Janet Biehl, collaboratrice de longue date et compagne de Bookchin, livre un récit détaillé et intime de la vie du théoricien. Elle retrace avec finesse l’évolution de sa pensée, depuis ses débuts au sein du mouvement communiste jusqu’à l’élaboration de sa théorie de l’écologie sociale et du municipalisme libertaire1.

Le livre met en lumière les influences diverses qui ont nourri la réflexion de Bookchin, de Marx à Kropotkine en passant par la philosophie hégélienne.
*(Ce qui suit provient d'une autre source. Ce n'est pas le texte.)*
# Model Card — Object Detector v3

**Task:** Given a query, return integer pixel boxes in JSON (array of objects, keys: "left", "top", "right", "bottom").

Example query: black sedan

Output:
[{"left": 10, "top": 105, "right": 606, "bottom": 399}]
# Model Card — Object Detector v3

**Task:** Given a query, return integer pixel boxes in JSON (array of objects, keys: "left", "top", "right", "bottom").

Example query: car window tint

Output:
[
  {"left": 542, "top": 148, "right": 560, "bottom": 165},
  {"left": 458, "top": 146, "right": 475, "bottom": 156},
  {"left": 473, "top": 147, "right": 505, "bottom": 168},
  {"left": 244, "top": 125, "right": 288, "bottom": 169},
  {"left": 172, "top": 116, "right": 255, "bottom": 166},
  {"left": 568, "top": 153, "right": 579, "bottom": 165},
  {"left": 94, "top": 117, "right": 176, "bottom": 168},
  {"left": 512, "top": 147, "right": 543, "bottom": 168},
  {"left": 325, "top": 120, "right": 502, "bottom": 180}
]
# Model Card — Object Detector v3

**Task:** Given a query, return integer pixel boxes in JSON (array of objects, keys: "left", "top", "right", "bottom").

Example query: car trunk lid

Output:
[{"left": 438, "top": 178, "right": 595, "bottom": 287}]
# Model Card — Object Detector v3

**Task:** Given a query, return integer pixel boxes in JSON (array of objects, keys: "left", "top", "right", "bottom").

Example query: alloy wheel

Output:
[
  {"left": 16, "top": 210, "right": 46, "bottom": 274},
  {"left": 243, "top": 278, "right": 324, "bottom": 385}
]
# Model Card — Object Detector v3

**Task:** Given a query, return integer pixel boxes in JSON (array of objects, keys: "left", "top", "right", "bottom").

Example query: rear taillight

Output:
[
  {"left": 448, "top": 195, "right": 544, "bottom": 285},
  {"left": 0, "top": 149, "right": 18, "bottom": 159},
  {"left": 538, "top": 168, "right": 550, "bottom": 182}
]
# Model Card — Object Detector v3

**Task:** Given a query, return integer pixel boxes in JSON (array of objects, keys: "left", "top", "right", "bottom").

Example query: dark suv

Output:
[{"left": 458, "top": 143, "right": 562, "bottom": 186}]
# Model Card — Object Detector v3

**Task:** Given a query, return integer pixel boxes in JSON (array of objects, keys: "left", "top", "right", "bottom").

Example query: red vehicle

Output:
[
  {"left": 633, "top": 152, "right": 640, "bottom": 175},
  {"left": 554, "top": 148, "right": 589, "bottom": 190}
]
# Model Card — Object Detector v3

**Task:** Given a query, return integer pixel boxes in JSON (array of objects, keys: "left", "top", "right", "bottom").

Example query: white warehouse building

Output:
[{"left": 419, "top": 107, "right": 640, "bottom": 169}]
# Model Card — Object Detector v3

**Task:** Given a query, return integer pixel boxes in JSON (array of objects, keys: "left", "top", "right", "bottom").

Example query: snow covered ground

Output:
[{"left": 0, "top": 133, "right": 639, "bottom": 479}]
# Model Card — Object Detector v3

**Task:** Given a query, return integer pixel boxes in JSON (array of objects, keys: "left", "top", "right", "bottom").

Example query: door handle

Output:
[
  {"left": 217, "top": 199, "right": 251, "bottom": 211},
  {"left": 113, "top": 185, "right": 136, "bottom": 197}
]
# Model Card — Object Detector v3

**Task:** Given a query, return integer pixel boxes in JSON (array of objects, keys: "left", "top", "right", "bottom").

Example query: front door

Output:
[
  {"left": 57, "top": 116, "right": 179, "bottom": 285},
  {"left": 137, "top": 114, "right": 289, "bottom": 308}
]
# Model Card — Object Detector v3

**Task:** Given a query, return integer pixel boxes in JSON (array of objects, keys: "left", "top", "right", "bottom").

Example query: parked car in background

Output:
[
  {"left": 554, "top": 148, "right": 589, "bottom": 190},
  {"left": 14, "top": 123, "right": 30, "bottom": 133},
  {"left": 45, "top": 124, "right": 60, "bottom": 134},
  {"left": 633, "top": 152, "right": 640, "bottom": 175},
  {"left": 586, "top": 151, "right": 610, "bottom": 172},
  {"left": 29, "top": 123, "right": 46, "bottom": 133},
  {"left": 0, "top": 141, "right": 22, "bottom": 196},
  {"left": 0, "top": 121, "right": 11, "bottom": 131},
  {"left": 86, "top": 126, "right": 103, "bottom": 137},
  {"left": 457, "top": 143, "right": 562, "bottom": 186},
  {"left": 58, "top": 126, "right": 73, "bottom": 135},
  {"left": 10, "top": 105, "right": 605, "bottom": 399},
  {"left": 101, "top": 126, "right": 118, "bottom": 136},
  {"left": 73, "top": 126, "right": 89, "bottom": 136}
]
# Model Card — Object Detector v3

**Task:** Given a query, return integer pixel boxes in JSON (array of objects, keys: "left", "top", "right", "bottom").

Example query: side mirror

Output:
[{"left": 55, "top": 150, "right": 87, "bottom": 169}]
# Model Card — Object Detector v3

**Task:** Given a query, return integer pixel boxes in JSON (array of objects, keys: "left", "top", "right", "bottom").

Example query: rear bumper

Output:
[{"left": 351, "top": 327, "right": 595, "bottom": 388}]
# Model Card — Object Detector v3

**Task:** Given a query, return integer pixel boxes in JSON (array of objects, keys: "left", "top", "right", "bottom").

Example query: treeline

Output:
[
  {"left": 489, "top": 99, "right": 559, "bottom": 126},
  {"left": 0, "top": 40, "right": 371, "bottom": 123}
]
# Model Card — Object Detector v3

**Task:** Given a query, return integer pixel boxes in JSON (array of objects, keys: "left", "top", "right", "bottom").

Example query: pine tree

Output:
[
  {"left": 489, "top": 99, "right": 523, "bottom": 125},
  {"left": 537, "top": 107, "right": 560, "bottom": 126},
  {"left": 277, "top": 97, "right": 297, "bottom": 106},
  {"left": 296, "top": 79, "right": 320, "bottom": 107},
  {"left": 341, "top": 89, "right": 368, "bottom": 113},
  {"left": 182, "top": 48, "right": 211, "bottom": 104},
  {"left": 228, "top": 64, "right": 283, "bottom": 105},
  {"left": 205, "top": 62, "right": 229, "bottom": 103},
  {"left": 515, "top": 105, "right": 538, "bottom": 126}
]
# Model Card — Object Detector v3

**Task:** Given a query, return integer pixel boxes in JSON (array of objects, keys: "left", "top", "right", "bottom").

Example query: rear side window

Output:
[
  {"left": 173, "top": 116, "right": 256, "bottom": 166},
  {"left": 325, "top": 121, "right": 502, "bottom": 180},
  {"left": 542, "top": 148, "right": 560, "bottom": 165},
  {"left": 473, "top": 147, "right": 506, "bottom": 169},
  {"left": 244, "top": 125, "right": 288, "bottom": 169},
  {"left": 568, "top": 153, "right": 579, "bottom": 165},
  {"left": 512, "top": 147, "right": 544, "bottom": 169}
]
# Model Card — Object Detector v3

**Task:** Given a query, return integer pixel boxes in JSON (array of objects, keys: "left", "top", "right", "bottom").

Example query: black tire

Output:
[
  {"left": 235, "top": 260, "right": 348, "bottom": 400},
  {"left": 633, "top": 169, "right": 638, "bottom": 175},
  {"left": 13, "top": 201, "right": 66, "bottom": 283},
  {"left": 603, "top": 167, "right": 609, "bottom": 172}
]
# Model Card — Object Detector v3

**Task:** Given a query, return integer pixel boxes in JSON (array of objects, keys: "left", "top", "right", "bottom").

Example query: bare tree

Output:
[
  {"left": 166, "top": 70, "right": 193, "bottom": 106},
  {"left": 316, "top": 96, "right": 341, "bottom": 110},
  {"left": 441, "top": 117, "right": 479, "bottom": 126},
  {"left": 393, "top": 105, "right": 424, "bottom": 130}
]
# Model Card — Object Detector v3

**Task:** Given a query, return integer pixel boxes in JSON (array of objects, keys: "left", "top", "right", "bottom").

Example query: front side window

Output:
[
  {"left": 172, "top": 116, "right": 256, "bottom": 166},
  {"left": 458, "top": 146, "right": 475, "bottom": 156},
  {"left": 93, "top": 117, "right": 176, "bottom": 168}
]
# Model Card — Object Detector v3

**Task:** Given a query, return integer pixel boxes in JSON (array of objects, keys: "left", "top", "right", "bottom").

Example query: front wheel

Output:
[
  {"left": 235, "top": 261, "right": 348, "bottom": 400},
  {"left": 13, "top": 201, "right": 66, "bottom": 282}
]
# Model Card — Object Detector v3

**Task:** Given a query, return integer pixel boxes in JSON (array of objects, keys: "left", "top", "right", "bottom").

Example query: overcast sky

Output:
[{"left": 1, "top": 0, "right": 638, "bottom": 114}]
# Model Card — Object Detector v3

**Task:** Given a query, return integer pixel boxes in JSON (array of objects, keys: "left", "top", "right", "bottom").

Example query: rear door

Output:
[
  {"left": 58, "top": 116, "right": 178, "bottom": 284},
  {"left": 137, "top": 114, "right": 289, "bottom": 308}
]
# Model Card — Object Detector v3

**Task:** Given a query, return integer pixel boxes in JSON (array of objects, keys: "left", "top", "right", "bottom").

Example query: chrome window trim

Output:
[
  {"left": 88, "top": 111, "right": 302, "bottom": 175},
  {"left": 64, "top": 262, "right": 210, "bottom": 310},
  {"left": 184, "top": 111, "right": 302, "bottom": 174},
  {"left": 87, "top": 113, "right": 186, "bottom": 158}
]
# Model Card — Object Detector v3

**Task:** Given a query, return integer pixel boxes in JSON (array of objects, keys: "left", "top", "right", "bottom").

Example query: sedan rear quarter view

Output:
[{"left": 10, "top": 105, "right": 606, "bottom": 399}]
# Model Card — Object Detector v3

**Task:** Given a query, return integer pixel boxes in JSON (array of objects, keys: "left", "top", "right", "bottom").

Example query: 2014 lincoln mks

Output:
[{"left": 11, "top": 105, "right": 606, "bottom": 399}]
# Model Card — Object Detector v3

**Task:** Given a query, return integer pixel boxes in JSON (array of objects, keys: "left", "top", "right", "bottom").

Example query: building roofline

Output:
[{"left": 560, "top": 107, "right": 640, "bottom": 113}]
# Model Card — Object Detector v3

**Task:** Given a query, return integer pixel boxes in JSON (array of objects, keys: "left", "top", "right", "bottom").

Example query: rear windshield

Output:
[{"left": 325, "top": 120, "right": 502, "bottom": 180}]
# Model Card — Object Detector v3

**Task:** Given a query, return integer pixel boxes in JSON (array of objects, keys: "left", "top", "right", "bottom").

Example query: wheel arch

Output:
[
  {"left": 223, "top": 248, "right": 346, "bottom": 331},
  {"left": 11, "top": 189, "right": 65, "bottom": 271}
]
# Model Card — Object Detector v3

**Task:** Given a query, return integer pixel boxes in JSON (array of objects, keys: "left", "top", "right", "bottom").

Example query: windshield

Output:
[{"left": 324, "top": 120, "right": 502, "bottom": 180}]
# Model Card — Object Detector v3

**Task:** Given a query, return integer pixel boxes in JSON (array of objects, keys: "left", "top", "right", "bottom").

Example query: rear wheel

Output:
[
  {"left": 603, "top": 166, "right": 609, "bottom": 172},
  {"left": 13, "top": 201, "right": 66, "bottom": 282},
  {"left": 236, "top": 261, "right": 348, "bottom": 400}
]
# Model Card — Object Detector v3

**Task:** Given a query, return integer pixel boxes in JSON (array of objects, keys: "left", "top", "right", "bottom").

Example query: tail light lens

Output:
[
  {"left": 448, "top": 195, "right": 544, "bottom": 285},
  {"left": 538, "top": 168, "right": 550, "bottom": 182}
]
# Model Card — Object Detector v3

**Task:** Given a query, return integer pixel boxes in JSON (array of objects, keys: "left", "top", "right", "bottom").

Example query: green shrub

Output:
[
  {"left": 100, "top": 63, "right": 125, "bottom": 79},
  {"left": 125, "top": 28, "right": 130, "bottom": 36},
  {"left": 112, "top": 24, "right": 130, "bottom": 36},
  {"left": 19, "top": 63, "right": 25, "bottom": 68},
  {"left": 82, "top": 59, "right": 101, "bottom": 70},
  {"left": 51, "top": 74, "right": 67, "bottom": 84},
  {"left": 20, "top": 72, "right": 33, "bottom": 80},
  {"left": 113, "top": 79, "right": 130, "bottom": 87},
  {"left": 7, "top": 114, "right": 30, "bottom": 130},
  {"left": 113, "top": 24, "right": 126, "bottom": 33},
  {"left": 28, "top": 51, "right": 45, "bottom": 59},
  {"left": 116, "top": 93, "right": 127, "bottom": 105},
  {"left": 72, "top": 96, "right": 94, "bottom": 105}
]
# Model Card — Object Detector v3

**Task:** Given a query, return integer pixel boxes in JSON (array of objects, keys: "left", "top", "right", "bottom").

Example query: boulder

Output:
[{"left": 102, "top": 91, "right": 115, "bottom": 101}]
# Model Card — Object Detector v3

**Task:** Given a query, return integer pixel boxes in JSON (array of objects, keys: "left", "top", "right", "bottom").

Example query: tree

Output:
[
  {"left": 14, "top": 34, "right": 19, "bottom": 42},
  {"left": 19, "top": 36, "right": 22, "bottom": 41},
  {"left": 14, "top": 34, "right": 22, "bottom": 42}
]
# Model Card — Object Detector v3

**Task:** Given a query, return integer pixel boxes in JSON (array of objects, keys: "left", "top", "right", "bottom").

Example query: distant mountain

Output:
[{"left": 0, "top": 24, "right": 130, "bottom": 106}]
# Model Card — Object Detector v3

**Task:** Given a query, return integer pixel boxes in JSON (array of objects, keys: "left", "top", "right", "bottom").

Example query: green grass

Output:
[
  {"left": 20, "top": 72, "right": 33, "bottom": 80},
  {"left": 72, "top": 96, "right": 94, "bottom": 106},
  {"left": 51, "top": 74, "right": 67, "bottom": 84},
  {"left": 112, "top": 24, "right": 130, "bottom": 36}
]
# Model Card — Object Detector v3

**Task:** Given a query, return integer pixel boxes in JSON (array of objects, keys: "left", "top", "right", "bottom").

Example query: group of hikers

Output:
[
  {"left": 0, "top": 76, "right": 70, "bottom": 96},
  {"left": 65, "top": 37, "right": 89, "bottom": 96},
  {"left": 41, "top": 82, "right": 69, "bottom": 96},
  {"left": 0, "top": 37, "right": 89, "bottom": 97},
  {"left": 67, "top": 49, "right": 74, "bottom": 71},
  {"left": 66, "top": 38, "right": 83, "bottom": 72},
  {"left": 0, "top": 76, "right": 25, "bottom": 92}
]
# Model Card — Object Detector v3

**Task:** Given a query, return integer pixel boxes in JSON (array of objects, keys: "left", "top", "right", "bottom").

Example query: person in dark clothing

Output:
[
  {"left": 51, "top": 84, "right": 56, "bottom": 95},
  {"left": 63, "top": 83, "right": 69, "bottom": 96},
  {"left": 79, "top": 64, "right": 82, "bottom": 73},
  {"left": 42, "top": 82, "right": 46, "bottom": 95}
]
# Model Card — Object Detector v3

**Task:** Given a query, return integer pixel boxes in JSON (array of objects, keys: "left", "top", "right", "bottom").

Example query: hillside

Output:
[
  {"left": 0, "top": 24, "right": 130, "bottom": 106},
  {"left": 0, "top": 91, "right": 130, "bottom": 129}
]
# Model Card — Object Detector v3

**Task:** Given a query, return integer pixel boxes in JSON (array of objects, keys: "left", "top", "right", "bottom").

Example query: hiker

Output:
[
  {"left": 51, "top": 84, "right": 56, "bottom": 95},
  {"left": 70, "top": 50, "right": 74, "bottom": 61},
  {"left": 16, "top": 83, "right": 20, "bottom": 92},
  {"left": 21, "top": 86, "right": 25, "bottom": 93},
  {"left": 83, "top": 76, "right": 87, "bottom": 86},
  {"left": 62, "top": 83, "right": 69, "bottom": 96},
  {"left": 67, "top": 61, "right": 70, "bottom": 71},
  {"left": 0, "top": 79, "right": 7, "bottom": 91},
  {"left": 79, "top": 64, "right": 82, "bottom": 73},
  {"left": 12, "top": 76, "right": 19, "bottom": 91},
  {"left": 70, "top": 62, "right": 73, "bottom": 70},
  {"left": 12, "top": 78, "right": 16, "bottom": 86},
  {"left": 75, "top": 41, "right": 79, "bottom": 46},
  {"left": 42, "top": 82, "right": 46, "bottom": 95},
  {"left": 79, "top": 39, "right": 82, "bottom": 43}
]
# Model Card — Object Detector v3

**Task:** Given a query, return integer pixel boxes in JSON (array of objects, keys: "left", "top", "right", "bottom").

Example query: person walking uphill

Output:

Parmi ses influences majeures, on peut en effet citer :

  • Karl Marx : Bien que Bookchin ait fini par rejeter certains aspects du marxisme, la critique du capitalisme de Marx a profondément influencé sa pensée. Pour lui, son analyse est incontournable.
  • Pierre Kropotkine : Le communisme libertaire de Kropotkine, en particulier ses idées sur l’entraide et la décentralisation, a eu un impact significatif sur Bookchin.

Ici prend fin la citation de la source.